Fresh off the first of four preseason tune-ups, Eric Mangini took the podium on Tuesday to tie a bow on the Houston Texans game.
The San Francisco 49ers defense coordinator discussed standout players, rookie impressions and a notable rule change.
Catch up on all the news and notes with the top four headline-worthy topics below.
- Pleased for Purcell
Mike Purcell's breakout performance on Saturday put smiles on many faces in the San Francisco locker room. The third-year nose tackle drew praise from the likes of Jim Tomsula, Ian Williams and Quinton Dial for his six-tackle outing versus the Texans.
Mangini was the latest to express his delight for Purcell as a person – not just a player.
"He's such a good guy, and he's such a hard-working guy. He doesn't say very much, but what I've always respected about him is he's a really good listener in terms of the coaching," Mangini said. "He finds good mentors too. He works with the older players and learns as much as he can from them.
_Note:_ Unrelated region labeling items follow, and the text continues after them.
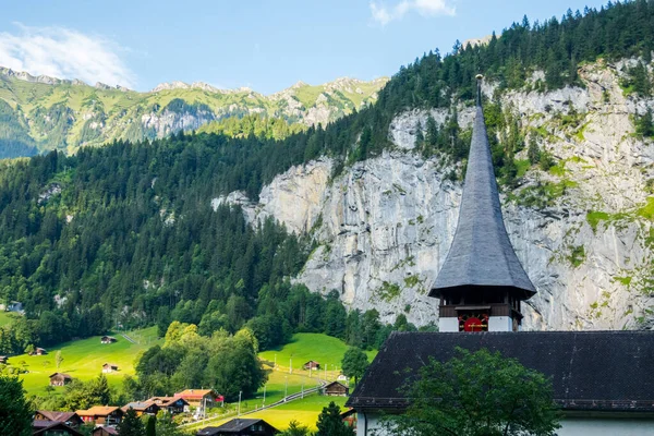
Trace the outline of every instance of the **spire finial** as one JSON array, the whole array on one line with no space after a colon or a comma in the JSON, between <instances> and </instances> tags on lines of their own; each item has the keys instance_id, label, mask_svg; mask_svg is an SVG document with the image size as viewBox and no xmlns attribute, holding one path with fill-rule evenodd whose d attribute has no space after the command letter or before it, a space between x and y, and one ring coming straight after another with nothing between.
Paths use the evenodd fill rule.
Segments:
<instances>
[{"instance_id":1,"label":"spire finial","mask_svg":"<svg viewBox=\"0 0 654 436\"><path fill-rule=\"evenodd\" d=\"M482 106L482 80L484 78L483 74L477 74L477 106Z\"/></svg>"}]
</instances>

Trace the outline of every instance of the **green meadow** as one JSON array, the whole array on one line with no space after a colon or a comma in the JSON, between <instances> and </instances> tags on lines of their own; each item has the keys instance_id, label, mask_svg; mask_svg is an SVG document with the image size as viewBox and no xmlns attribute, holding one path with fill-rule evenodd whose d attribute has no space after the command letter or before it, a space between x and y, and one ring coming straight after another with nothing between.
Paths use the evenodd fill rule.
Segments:
<instances>
[{"instance_id":1,"label":"green meadow","mask_svg":"<svg viewBox=\"0 0 654 436\"><path fill-rule=\"evenodd\" d=\"M135 343L114 334L118 341L104 344L100 343L99 336L94 336L47 349L48 354L46 355L14 355L9 359L9 363L28 371L27 374L21 375L23 386L28 393L44 393L49 384L48 376L57 372L70 374L81 380L89 380L101 374L105 363L118 365L118 372L106 374L110 386L118 387L122 384L125 374L134 375L134 361L141 352L156 343L162 343L162 340L157 339L156 327L128 331L125 335ZM55 355L59 350L61 350L63 362L57 368Z\"/></svg>"}]
</instances>

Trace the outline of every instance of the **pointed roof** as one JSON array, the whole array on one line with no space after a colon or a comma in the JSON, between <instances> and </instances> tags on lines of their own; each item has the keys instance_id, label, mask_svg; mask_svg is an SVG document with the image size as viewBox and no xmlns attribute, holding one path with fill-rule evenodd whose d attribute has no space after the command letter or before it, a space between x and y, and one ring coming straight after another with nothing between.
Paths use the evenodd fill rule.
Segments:
<instances>
[{"instance_id":1,"label":"pointed roof","mask_svg":"<svg viewBox=\"0 0 654 436\"><path fill-rule=\"evenodd\" d=\"M481 76L477 80L476 117L459 223L429 296L439 296L447 289L497 287L513 288L529 299L536 289L516 256L505 228L481 102Z\"/></svg>"}]
</instances>

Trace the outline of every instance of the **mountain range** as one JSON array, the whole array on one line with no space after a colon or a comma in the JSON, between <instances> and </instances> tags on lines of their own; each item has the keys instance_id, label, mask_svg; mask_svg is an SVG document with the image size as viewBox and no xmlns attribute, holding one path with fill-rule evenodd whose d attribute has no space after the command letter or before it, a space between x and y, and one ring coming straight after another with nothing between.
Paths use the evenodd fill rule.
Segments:
<instances>
[{"instance_id":1,"label":"mountain range","mask_svg":"<svg viewBox=\"0 0 654 436\"><path fill-rule=\"evenodd\" d=\"M161 138L246 114L305 126L327 124L374 102L387 81L341 77L317 86L298 82L269 96L202 82L162 83L137 93L0 68L0 158L51 149L73 154L113 140Z\"/></svg>"}]
</instances>

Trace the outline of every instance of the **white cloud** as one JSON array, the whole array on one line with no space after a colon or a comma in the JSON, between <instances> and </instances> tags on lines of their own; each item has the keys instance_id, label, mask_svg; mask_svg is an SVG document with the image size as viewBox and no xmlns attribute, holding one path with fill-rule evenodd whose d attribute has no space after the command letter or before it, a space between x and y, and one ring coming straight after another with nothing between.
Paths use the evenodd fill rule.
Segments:
<instances>
[{"instance_id":1,"label":"white cloud","mask_svg":"<svg viewBox=\"0 0 654 436\"><path fill-rule=\"evenodd\" d=\"M126 49L111 40L65 27L16 25L17 34L0 32L0 65L92 85L134 86L134 74L119 56Z\"/></svg>"},{"instance_id":2,"label":"white cloud","mask_svg":"<svg viewBox=\"0 0 654 436\"><path fill-rule=\"evenodd\" d=\"M393 20L401 20L407 13L415 11L422 16L455 15L457 10L448 0L402 0L393 7L371 1L373 20L382 26Z\"/></svg>"}]
</instances>

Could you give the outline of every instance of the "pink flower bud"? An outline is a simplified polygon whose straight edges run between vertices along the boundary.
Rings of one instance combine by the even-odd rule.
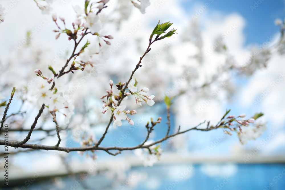
[[[135,124],[135,123],[134,122],[134,121],[133,121],[131,119],[129,120],[129,121],[128,121],[129,123],[131,125],[133,125]]]
[[[243,122],[241,122],[241,121],[240,120],[237,120],[237,122],[240,124],[243,124]]]
[[[246,116],[247,116],[247,115],[245,115],[245,113],[242,113],[240,115],[239,117],[244,117]]]
[[[247,120],[247,121],[249,123],[253,123],[255,121],[255,120],[253,118],[250,118]]]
And then he gets an opportunity, he goes out and makes a really strong case for himself.
"As a coach you love to see guys who work the way that Mike's worked and had some early success here. I'm excited to watch him throughout the rest of the preseason. I thought he did a really nice job."
- Skov Shows Smarts
That Stanford diploma doesn't just look pretty hanging on Shayne Skov's wall. According to Mangini, the second-year linebacker's intellect is quite evident on the football field.
"He's a very, very smart guy who does a great job with adjustments," Mangini said. "Very rarely do you have to coach Shayne twice on the same mistake. He sees it, he understands what the coaching point is and typically it doesn't happen again. And he's getting a lot of playing time, which is great for him and great for us to see where he's going and where he is at this point."
Against the Texans, Skov started in place of NaVorro Bowman and recorded eight tackles in 75 total snaps (66 on defense and nine on special teams). Even though Mangini coached the tight ends a year ago, the defensive coordinator has noticed significant improvement from Skov, who spent his rookie campaign in 2014 on the practice squad.
"I think he looks different – not just last training camp, but even from the spring," Mangini said. "He's had so much more work this year than he did last year and that's helped him significantly. I can't say enough about his recall and his ability to self-correct."
- Top Pick Makes Debut
As is the case with all rookies in their first NFL game experience, Arik Armstead showed promise and room for improvement in Houston.
The team's 2015 first-round pick entered the game in the final minutes of the first half and played both defensive tackle positions. Armstead tallied two tackles but was also flagged for holding. On the penalty, Armstead saw the offense setting up a screen and grabbed the running back coming out of the backfield.
"There are a lot of things that he's seeing for the first time in the position that he's playing," Mangini said. "But in terms of overall effort, chasing the ball, playing the screen – he had great awareness, great awareness.
"He's just got to understand he can't hook the guy. You can knock him down, you just can't hook him. But that's one of those things that you love the fact that he recognized it. You love the fact that he was trying to take it away. Now we just coach that other component of it for the next time it comes up."
- Two-point Take
When the Texans scored the game's first touchdown on Saturday, they opted to go for two points instead of kick the usual point-after attempt.
This could become a more common sight around the NFL this year after the league voted to push back PATs to the 15-yard line, making the kicks 33-yard tries instead of 20-yarders. Theoretically, this decreases the risk of two-point attempts, which will remain at the 2-yard line.
Mangini was asked on Tuesday to provide his thoughts on the rule change and how it affects the 49ers defense.
"It's one of those things where anytime these new rules role out, you're sitting back wondering 'OK, how many guys are going to go for two every time?'" Mangini said. "In the past, you had a two-point package that may have been one or two plays. But now if you get into a team that's consistently going to go for two-point plays, those plays are usually very specific for that situation. They're usually not vanilla. So there's going to be adjustments involved.
"Do you want to pressure it? If they come out in a gadget formation, what do you want to check to? The margin for error now is a lot smaller, but the risk-reward before from an offensive perspective was, you just didn't get the volume that you may get this year, so that's an area that you're going to have to have more bullets to be prepared for."